Different processes have been postulated to be important drivers for insular biodiversity. The seminal equilibrium theory of island biogeography (ETIB) emphasizes the roles of area affecting extinction and of isolation affecting colonization (MacArthur & Wilson, 1963), and the importance of these factors has received ample support by many macroecological studies (e.g. Kreft et al., 2008; Triantis et al., 2012; Weigelt & Kreft, 2013). Climate and environmental heterogeneity also exert strong influence on insular biodiversity (Kreft et al., 2008; Hortal et al., 2009; Cabral et al., 2014). Recently, the importance of geo-climatic processes and time has been highlighted (Whittaker & Fernández-Palacios, 2007; Losos & Ricklefs, 2010; Lomolino et al., 2010; Weigelt et al., 2016). In particular, species richness and endemism depend on island age, geological ontogeny, and Pleistocene sea-level changes (Whittaker et al., 2008; Borregaard et al., 2016, Weigelt et al., 2016). Speciation is influenced by speciation mode as well as island area, isolation, and environmental heterogeneity (Whittaker et al., 2008; Kisel & Barraclough, 2010; Rosindell & Phillimore, 2011). These factors and associated processes are summarized by the General Dynamic Model of Island Biogeography (GDM), which assumes a humped trajectory of area, elevation, and environmental heterogeneity over a simplified life span and ontogeny typical of many oceanic islands (Whittaker et al., 2008). The GDM predicts humped temporal trends of species richness, endemic richness, colonization, extinction, and speciation rates (predictions recently updated by Borregaard et al., 2016). Therefore, a mechanistic model focusing on insular biodiversity dynamics should generate those patterns alongside patterns at lower ecological levels, such as species-abundance distributions (Ulrich et al., 2010) and species-area relationships (e.g. Triantis et al., 2012).

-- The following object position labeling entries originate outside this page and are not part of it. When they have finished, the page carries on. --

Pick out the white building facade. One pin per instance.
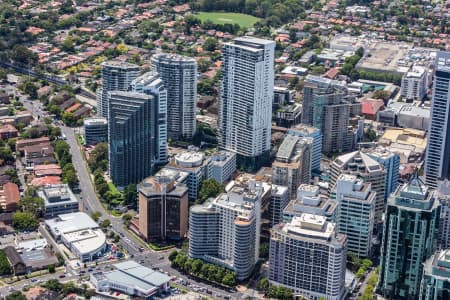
(308, 257)
(246, 96)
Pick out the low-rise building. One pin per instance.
(414, 117)
(292, 165)
(288, 115)
(436, 277)
(80, 234)
(58, 199)
(226, 230)
(195, 164)
(9, 197)
(310, 200)
(8, 131)
(95, 130)
(131, 279)
(415, 83)
(38, 155)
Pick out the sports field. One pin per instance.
(228, 18)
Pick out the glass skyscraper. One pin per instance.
(409, 239)
(437, 162)
(131, 133)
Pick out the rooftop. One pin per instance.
(137, 276)
(95, 121)
(67, 223)
(312, 226)
(443, 61)
(119, 65)
(361, 159)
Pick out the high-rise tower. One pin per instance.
(179, 74)
(116, 76)
(437, 161)
(246, 94)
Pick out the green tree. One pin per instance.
(210, 188)
(53, 285)
(22, 55)
(229, 279)
(5, 267)
(16, 295)
(51, 268)
(96, 215)
(210, 44)
(68, 44)
(197, 266)
(68, 118)
(130, 195)
(105, 223)
(32, 205)
(263, 284)
(24, 221)
(127, 219)
(69, 175)
(173, 255)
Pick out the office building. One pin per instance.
(225, 231)
(391, 164)
(150, 83)
(282, 96)
(303, 130)
(80, 234)
(363, 166)
(292, 165)
(196, 164)
(222, 166)
(289, 115)
(132, 131)
(436, 277)
(163, 206)
(95, 130)
(246, 96)
(278, 201)
(443, 194)
(409, 238)
(116, 76)
(328, 107)
(132, 279)
(437, 161)
(310, 200)
(179, 75)
(415, 83)
(58, 199)
(308, 256)
(355, 213)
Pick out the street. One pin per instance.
(90, 203)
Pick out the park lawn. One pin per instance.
(228, 18)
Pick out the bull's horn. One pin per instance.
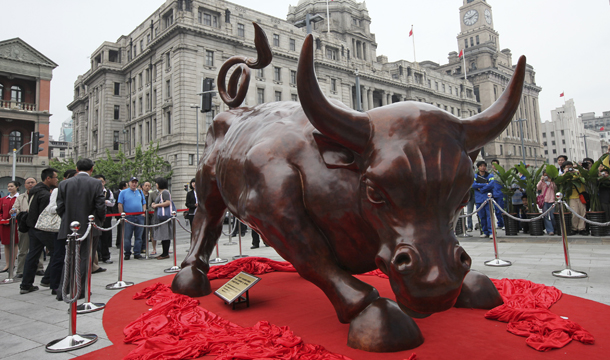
(486, 126)
(348, 127)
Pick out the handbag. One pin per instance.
(540, 198)
(163, 213)
(22, 219)
(48, 220)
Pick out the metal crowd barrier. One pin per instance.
(10, 262)
(72, 285)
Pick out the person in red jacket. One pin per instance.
(6, 204)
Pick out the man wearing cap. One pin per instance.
(132, 200)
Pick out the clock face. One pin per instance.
(471, 17)
(488, 16)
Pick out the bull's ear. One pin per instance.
(334, 155)
(473, 155)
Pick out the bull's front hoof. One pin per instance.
(478, 292)
(383, 327)
(192, 282)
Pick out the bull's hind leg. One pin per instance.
(192, 280)
(377, 324)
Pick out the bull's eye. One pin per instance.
(373, 195)
(403, 262)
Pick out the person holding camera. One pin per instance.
(548, 188)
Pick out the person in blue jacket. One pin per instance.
(498, 197)
(482, 186)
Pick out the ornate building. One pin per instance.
(25, 85)
(142, 88)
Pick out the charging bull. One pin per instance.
(338, 192)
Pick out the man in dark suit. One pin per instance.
(78, 198)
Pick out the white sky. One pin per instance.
(567, 42)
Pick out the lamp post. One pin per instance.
(196, 107)
(308, 20)
(358, 100)
(520, 121)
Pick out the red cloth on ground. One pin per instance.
(6, 204)
(525, 309)
(177, 328)
(251, 265)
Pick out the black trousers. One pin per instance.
(38, 241)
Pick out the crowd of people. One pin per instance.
(46, 208)
(577, 197)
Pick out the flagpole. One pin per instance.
(413, 34)
(327, 17)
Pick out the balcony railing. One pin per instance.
(16, 105)
(21, 159)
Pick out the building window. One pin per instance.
(293, 77)
(168, 122)
(209, 58)
(15, 141)
(16, 93)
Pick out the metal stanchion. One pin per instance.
(174, 268)
(10, 262)
(240, 254)
(73, 341)
(231, 230)
(120, 284)
(464, 233)
(88, 306)
(567, 272)
(492, 218)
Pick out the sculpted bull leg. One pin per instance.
(207, 228)
(377, 324)
(478, 292)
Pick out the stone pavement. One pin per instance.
(28, 322)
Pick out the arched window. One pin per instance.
(16, 93)
(15, 140)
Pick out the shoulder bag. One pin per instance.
(164, 213)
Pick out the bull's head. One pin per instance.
(415, 167)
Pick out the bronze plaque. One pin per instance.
(235, 287)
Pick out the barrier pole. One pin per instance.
(88, 306)
(239, 234)
(120, 284)
(11, 255)
(567, 272)
(464, 233)
(174, 268)
(73, 341)
(497, 261)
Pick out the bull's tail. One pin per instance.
(234, 96)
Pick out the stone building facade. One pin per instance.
(25, 92)
(141, 88)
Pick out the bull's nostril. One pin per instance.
(403, 262)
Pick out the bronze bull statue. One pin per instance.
(338, 192)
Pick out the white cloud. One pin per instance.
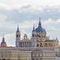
(35, 4)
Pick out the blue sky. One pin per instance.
(26, 13)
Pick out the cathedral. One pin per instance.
(38, 47)
(38, 39)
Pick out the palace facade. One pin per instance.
(38, 47)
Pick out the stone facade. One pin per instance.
(38, 47)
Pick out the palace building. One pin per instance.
(38, 39)
(38, 47)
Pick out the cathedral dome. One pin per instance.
(3, 43)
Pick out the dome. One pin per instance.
(39, 28)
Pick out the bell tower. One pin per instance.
(17, 37)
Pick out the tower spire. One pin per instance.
(34, 27)
(39, 21)
(17, 28)
(3, 43)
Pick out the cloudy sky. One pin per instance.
(26, 13)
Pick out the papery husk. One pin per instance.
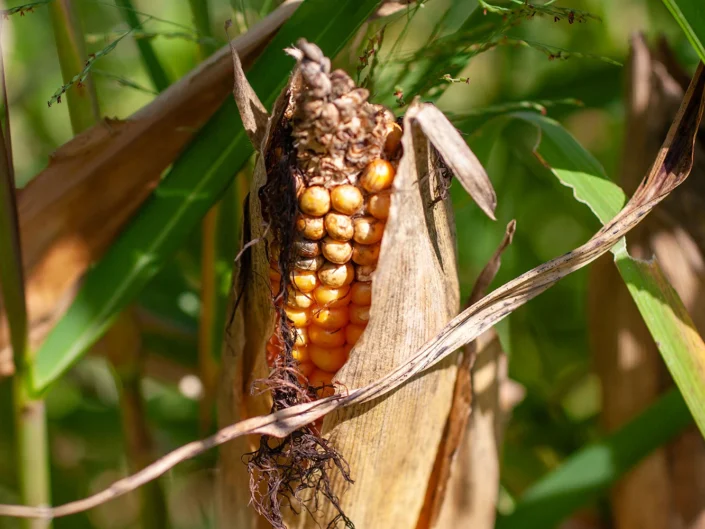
(667, 489)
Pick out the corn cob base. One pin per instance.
(330, 165)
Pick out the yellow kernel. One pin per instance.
(378, 175)
(353, 333)
(335, 275)
(346, 199)
(306, 368)
(306, 248)
(298, 300)
(366, 254)
(363, 273)
(315, 200)
(308, 263)
(328, 358)
(325, 337)
(301, 336)
(359, 315)
(361, 293)
(311, 227)
(304, 280)
(393, 140)
(332, 297)
(330, 319)
(301, 353)
(298, 317)
(339, 226)
(338, 252)
(323, 380)
(368, 230)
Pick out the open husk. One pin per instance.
(414, 293)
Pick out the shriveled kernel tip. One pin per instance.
(304, 280)
(364, 273)
(346, 199)
(306, 248)
(325, 337)
(378, 205)
(353, 333)
(361, 293)
(312, 228)
(329, 359)
(298, 317)
(359, 315)
(368, 230)
(339, 226)
(377, 176)
(393, 139)
(338, 252)
(329, 297)
(315, 200)
(335, 275)
(330, 319)
(308, 263)
(366, 254)
(322, 380)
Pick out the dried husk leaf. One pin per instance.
(64, 228)
(669, 484)
(670, 169)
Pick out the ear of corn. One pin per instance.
(356, 276)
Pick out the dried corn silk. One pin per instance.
(351, 262)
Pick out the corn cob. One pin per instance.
(346, 151)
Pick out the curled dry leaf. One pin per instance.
(670, 169)
(64, 228)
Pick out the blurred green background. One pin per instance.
(547, 340)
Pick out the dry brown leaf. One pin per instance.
(670, 169)
(669, 484)
(67, 220)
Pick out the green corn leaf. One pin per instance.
(199, 177)
(590, 472)
(691, 17)
(672, 329)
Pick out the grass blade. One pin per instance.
(591, 471)
(195, 183)
(154, 68)
(691, 17)
(681, 347)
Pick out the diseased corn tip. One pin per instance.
(331, 297)
(378, 205)
(331, 319)
(325, 337)
(310, 227)
(361, 293)
(365, 254)
(377, 176)
(328, 358)
(323, 381)
(315, 200)
(346, 199)
(393, 140)
(368, 230)
(301, 353)
(304, 280)
(359, 315)
(335, 275)
(338, 252)
(353, 333)
(339, 226)
(298, 317)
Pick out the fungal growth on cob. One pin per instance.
(330, 167)
(348, 267)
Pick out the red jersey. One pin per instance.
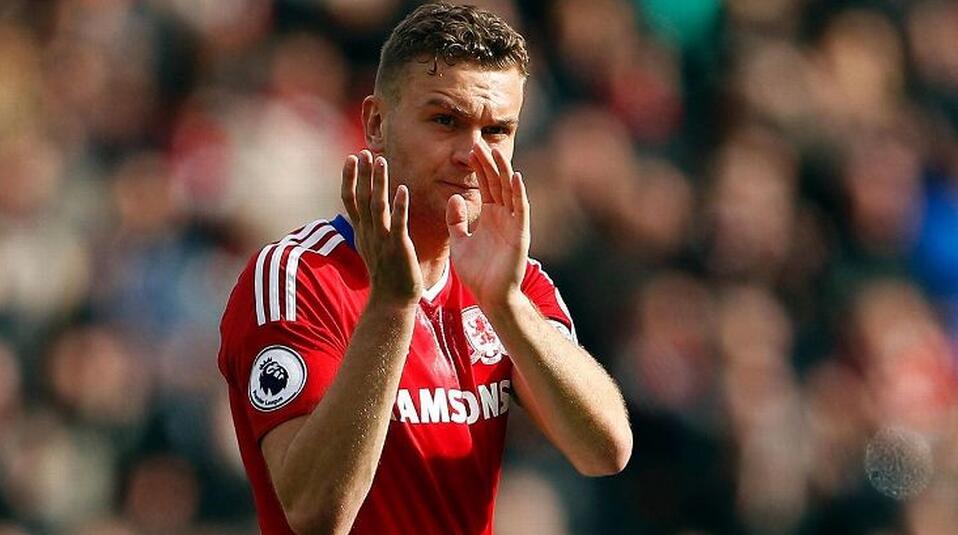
(283, 335)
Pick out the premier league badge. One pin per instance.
(486, 347)
(277, 377)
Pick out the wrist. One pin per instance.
(506, 306)
(391, 304)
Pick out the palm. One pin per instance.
(492, 259)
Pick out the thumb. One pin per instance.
(457, 217)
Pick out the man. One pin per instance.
(372, 361)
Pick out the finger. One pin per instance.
(481, 178)
(349, 187)
(457, 217)
(505, 178)
(379, 201)
(484, 160)
(520, 198)
(363, 183)
(399, 219)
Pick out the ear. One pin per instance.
(373, 119)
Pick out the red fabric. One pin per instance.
(441, 462)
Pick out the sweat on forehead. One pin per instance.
(438, 35)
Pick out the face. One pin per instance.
(429, 129)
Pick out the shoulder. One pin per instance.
(311, 263)
(536, 275)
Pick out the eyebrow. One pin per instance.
(456, 109)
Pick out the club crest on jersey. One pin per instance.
(277, 377)
(483, 340)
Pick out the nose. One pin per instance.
(464, 145)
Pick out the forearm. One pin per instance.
(330, 464)
(570, 395)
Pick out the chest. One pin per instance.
(457, 370)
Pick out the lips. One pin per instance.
(458, 185)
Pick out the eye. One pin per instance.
(496, 131)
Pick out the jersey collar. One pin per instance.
(344, 228)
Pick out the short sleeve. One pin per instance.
(542, 291)
(282, 366)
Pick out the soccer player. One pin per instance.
(372, 360)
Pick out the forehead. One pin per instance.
(472, 88)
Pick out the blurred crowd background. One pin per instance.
(751, 207)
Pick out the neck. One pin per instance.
(432, 249)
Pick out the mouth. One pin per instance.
(460, 186)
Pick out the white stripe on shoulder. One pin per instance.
(558, 298)
(261, 264)
(292, 265)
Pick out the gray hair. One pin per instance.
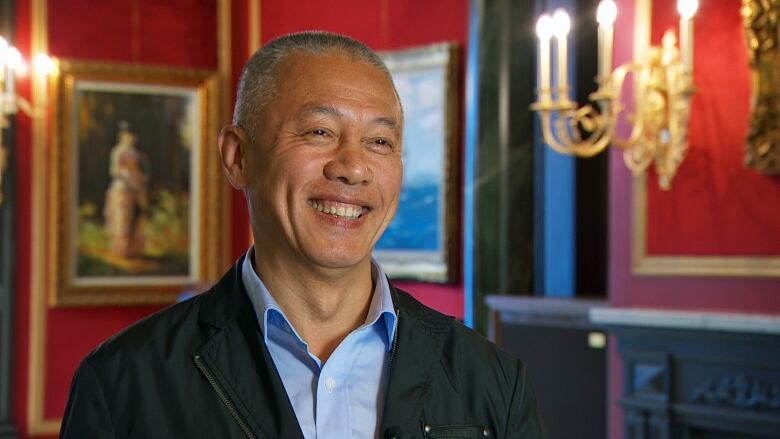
(258, 85)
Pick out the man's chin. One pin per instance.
(341, 261)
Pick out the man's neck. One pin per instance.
(323, 305)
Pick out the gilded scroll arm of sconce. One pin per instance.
(658, 123)
(760, 19)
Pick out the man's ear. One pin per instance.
(232, 144)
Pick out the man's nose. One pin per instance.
(349, 165)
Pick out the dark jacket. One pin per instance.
(200, 369)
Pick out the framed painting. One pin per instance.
(421, 242)
(136, 185)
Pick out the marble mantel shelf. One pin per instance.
(690, 320)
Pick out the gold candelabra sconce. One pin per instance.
(662, 92)
(13, 66)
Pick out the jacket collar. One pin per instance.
(240, 362)
(243, 366)
(421, 336)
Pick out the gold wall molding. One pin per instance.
(689, 265)
(760, 18)
(42, 256)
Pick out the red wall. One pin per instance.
(183, 33)
(715, 207)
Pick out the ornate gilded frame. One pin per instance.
(761, 18)
(440, 265)
(693, 265)
(205, 236)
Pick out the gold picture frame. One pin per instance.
(645, 264)
(135, 184)
(421, 243)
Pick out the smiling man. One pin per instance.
(304, 337)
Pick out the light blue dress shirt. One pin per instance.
(344, 397)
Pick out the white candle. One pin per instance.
(544, 68)
(563, 77)
(561, 26)
(687, 9)
(605, 15)
(544, 32)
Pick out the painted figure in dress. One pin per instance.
(126, 197)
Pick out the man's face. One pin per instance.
(324, 174)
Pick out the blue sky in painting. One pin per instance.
(418, 222)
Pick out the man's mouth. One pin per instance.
(339, 210)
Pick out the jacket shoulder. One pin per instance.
(458, 338)
(155, 333)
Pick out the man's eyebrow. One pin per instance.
(325, 110)
(329, 110)
(389, 122)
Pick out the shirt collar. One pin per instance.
(265, 305)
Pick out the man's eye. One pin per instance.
(384, 143)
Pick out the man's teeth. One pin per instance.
(339, 210)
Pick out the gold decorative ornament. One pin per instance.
(760, 18)
(663, 88)
(11, 64)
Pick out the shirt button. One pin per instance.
(330, 384)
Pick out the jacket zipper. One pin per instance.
(222, 396)
(395, 336)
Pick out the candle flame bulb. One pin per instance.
(544, 27)
(687, 8)
(561, 23)
(606, 13)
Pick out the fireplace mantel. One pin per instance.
(697, 374)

This study aims to investigate the relative roles of ecological, evolutionary, and environmental processes for biodiversity dynamics using a process-based BioGeographical Eco-Evolutionary Model (BioGEEM). Our main hypothesis is that the integration of these three main process types is needed to accurately model biodiversity patterns. Oceanic islands served as our model systems. In our model, we extended niche models with low-level ecological processes (e.g. dispersal, population dynamics, competition, and metabolic constraints) and added evolutionary (mutation and speciation) and environmental (changes in area and environmental heterogeneity) processes. We first used the full model to evaluate emergent patterns against theoretical predictions and empirical patterns. We then assessed the relative importance of the simulated processes by switching off submodels (environmental dynamics, speciation, competition, metabolic constraints) and re-evaluating emergent patterns. We hypothesized that 1) competition is necessary to mediate population and range dynamics of competing species via competitive exclusion (Cabral & Kreft, 2012); 2) metabolic constraints are necessary to generate realistic patterns of endemism and community composition along environmental gradients and via life-history trade-offs (Brown et al., 2004); 3) environmental dynamics and 4) speciation are necessary to generate biogeographical patterns as predicted by island biogeography theory (Whittaker et al., 2008; Borregaard et al., 2016).
MATERIALS AND METHODS
General model description
We extended a spatially-explicit multi-species model for range dynamics of plants (Cabral & Kreft, 2012) with relevant evolutionary and environmental processes. We implemented environmental dynamics that reflect the growth and erosion phases of oceanic islands (Fig. 1b; Whittaker & Fernández-Palacios, 2007; Whittaker et al., 2008). Ecological and evolutionary processes were controlled by metabolic constraints in a hierarchical structure (Fig. 1a). Specifically, processes were linked to environmental variables (local temperature) and species properties (body mass, Brown et al., 2004). Metabolic constraints generated spatial (via local temperature) and interspecific (via body mass) variation in eco-evolutionary processes and accounted for life-history trade-offs, and thus precluded super-organisms (e.g. minimal resource requirement and maximum reproduction). We focused on terrestrial seed plants, but these metabolic constraints are ubiquitous (Brown et al., 2004). Below, we summarize the model. A detailed description following the Overview, Design concepts, and Details protocol (ODD, Grimm et al., 2010) is provided in Appendix S1 in Supporting Information.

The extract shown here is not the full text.